Há quem diga que a realidade é una, bem sei, como há quem
diga que a realidade é múltipla. Vou na segunda hipótese.
Vamos lá a ver uma coisa. Vivemos num primeiro país que nos
é apresentado pelos poderes públicos, pelos senhores ministros, com estoiros de champanhe comemorativos da treta da saída limpinha, limpinha, limpinha, quer-se dizer, da nossa derrota moral e material às mãos da troika, facto que para eles significa uma auspiciosa reinauguração da esperança
(tantas vezes inaugurada nos últimos 40 anos), do vá-lá-é-uma-merda-mas-podia-ter-sido-pior, ou do vamos-a-ver-o-que-é-que-isto-dá-e-como-é-que-a-malta-se-safa-desta.
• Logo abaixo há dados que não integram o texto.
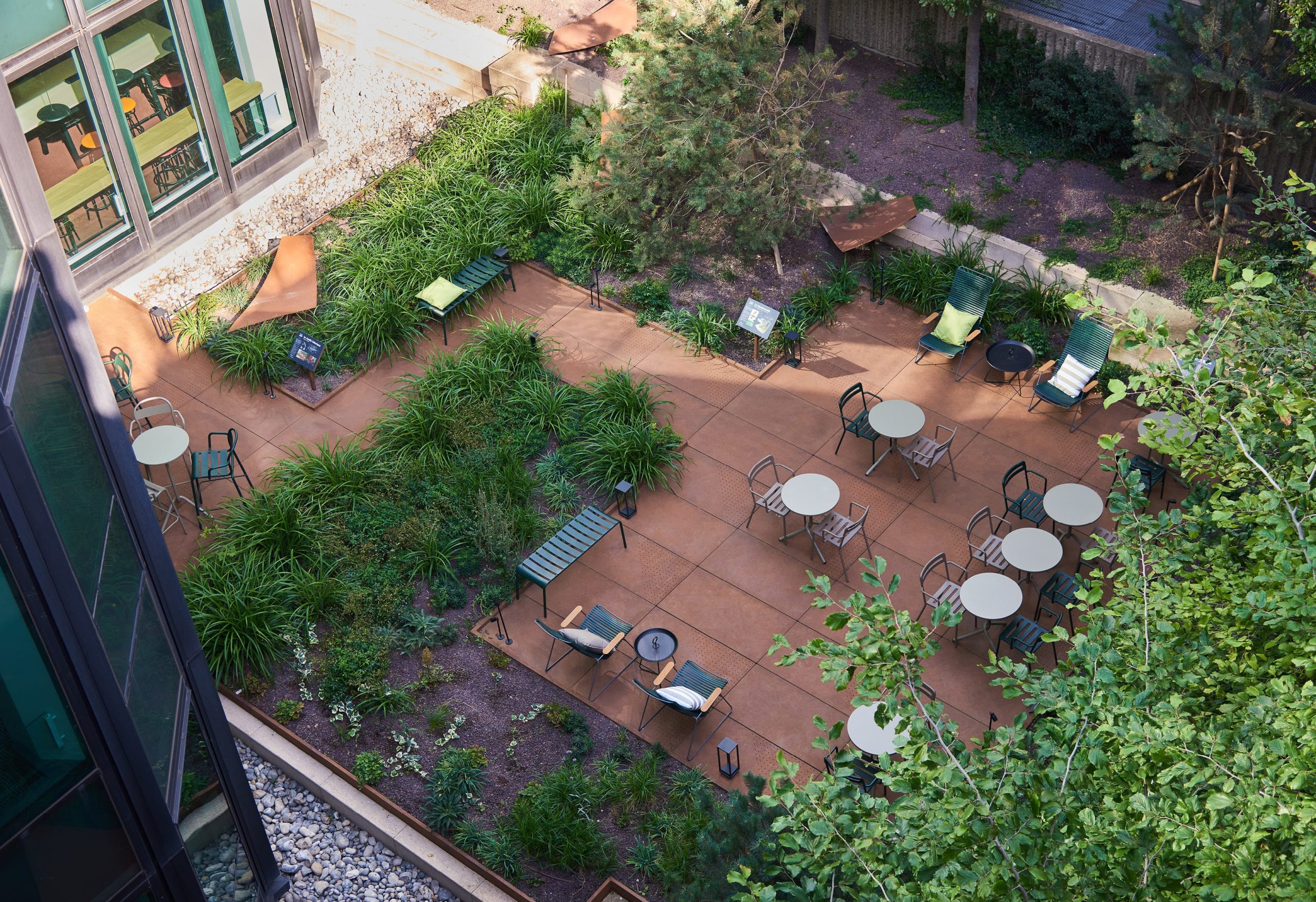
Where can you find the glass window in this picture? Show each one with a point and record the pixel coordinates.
(247, 56)
(158, 116)
(29, 22)
(65, 137)
(41, 751)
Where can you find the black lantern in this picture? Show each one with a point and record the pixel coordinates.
(724, 758)
(161, 323)
(626, 499)
(794, 349)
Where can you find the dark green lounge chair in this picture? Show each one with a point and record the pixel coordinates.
(602, 623)
(470, 281)
(1090, 345)
(691, 676)
(969, 293)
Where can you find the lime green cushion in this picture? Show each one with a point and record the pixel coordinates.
(955, 325)
(441, 293)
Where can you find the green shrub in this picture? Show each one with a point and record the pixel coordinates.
(369, 768)
(288, 710)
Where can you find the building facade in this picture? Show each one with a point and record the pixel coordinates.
(109, 720)
(147, 120)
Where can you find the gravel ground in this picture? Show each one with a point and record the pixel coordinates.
(370, 120)
(324, 854)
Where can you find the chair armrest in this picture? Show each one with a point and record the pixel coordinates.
(616, 641)
(664, 672)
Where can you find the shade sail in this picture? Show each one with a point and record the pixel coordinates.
(849, 230)
(288, 288)
(610, 22)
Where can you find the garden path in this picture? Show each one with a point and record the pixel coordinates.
(691, 564)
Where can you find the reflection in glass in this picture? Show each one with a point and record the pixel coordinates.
(163, 123)
(243, 36)
(66, 142)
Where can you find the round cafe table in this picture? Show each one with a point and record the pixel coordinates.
(810, 495)
(990, 597)
(868, 737)
(895, 420)
(1073, 504)
(1032, 551)
(160, 446)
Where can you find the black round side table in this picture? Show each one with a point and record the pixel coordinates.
(653, 646)
(1011, 359)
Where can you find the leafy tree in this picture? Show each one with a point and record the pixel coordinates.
(714, 132)
(1171, 752)
(1209, 102)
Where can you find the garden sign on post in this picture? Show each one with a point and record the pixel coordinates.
(757, 319)
(306, 353)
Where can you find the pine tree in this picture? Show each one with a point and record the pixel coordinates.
(710, 148)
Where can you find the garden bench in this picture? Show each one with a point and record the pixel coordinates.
(444, 296)
(565, 549)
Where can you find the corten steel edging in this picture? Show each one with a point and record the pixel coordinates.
(490, 876)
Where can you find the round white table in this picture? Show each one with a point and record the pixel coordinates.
(810, 495)
(990, 597)
(1073, 504)
(895, 420)
(1032, 551)
(160, 446)
(868, 737)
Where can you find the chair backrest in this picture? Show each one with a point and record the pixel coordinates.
(971, 290)
(1089, 343)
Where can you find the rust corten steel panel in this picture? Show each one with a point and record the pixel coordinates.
(849, 230)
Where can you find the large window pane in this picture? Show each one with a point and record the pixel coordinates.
(29, 22)
(41, 752)
(65, 137)
(172, 152)
(248, 60)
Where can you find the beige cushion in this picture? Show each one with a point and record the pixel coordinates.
(586, 639)
(1073, 376)
(687, 698)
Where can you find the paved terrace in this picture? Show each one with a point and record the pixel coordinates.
(691, 564)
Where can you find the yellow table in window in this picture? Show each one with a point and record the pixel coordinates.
(152, 144)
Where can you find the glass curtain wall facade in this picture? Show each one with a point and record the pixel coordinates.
(103, 689)
(131, 108)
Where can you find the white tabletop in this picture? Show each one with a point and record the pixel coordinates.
(160, 445)
(991, 596)
(1171, 424)
(868, 737)
(810, 495)
(1073, 504)
(1032, 550)
(897, 418)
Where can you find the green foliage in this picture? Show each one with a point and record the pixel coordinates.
(369, 768)
(288, 710)
(556, 821)
(715, 81)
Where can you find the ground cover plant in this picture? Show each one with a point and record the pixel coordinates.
(352, 580)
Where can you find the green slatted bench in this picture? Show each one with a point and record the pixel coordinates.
(565, 549)
(471, 279)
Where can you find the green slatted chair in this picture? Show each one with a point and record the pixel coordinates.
(470, 281)
(691, 676)
(565, 549)
(1090, 345)
(969, 293)
(602, 623)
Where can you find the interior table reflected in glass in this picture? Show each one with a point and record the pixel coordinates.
(158, 104)
(64, 132)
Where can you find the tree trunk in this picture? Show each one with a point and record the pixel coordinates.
(821, 25)
(973, 52)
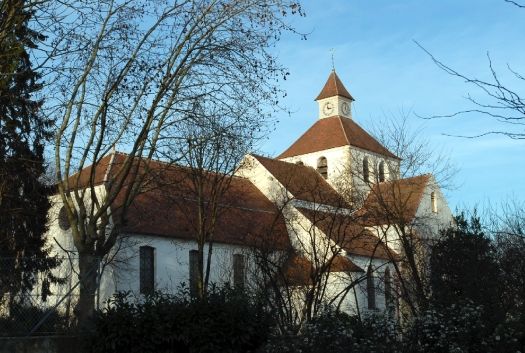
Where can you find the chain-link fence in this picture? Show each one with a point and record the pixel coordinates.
(38, 304)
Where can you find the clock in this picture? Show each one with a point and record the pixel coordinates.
(328, 108)
(345, 108)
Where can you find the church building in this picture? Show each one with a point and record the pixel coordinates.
(325, 213)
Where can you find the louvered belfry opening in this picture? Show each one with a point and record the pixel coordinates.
(322, 167)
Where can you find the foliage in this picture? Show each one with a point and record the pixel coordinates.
(337, 332)
(23, 132)
(458, 328)
(464, 268)
(226, 321)
(23, 318)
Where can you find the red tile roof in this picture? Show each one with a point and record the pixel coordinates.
(334, 132)
(303, 182)
(393, 202)
(346, 232)
(167, 205)
(334, 87)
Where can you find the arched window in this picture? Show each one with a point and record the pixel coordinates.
(322, 167)
(370, 288)
(147, 269)
(433, 201)
(388, 289)
(381, 171)
(366, 170)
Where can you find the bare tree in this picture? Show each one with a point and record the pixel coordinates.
(126, 75)
(503, 102)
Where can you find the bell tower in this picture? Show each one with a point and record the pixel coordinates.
(334, 99)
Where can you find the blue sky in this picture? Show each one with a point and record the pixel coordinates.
(385, 71)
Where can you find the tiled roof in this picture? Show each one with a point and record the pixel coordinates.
(345, 231)
(334, 87)
(303, 182)
(334, 132)
(393, 201)
(298, 270)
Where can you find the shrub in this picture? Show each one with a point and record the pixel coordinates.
(227, 321)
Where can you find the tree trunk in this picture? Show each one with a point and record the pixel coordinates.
(88, 270)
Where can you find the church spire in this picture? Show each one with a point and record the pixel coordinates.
(334, 87)
(334, 99)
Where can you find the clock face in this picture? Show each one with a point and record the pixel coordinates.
(328, 108)
(345, 108)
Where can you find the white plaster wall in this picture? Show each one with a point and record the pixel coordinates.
(338, 160)
(337, 104)
(392, 166)
(430, 223)
(171, 258)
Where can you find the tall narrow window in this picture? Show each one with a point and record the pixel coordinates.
(366, 170)
(370, 288)
(381, 171)
(239, 270)
(388, 289)
(194, 272)
(433, 201)
(147, 269)
(322, 167)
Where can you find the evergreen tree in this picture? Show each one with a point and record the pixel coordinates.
(23, 132)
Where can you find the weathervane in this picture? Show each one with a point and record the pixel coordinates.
(333, 64)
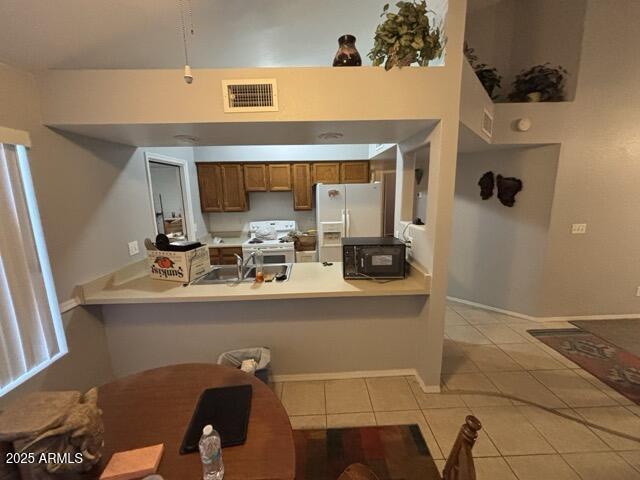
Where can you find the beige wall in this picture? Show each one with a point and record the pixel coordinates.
(599, 174)
(497, 252)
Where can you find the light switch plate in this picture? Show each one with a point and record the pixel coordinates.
(578, 228)
(134, 249)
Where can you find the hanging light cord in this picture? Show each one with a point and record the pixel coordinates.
(184, 28)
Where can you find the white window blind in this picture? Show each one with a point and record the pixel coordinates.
(31, 332)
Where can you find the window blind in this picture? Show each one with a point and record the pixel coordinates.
(31, 331)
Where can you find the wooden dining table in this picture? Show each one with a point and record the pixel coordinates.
(155, 406)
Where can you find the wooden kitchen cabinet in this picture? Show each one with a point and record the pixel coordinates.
(326, 172)
(280, 177)
(301, 173)
(255, 177)
(354, 172)
(234, 195)
(224, 255)
(210, 185)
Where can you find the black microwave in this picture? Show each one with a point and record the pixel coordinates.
(373, 257)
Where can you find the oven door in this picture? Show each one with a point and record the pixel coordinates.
(272, 255)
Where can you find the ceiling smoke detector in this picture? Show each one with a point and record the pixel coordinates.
(330, 135)
(187, 139)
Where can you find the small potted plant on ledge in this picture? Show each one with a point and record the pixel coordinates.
(541, 83)
(488, 76)
(406, 37)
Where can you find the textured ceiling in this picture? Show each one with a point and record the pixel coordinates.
(40, 34)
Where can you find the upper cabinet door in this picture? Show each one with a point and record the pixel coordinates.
(326, 172)
(354, 172)
(280, 177)
(301, 186)
(255, 177)
(210, 185)
(234, 195)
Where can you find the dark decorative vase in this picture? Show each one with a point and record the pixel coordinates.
(347, 55)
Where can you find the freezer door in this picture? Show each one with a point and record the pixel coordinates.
(330, 213)
(363, 216)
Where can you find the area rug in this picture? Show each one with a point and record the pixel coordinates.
(609, 363)
(393, 452)
(625, 333)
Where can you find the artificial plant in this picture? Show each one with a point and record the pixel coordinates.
(406, 37)
(544, 81)
(487, 75)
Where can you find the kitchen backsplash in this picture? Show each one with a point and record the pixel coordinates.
(263, 206)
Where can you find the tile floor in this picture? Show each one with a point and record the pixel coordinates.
(491, 353)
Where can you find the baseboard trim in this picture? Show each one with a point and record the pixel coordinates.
(307, 377)
(69, 305)
(567, 318)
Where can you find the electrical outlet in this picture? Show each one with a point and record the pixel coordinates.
(578, 228)
(133, 248)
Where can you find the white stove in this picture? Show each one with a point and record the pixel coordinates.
(268, 237)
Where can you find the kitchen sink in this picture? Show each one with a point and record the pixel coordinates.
(229, 273)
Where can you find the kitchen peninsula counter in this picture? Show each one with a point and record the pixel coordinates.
(308, 280)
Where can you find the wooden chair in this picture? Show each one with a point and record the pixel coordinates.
(459, 464)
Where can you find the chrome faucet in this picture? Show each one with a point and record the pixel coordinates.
(242, 264)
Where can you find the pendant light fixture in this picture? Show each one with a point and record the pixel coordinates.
(188, 77)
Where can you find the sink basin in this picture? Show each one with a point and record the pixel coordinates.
(272, 269)
(229, 273)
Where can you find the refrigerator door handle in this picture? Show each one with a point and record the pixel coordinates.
(348, 225)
Os nossos poderes constituídos têm em nós um país artilhado
para proveitos próprios, e do qual muito se orgulham, e pelo qual festejam símbolos
nacionais como o sol, a praia, o bacalhau, as sardinhas, o fado, a selecção, o
Benfica, o turismo; e mais os feitos universais das nossas artes, das nossas
ciências, e mais a História, os Descobrimentos, o 25 de Abril…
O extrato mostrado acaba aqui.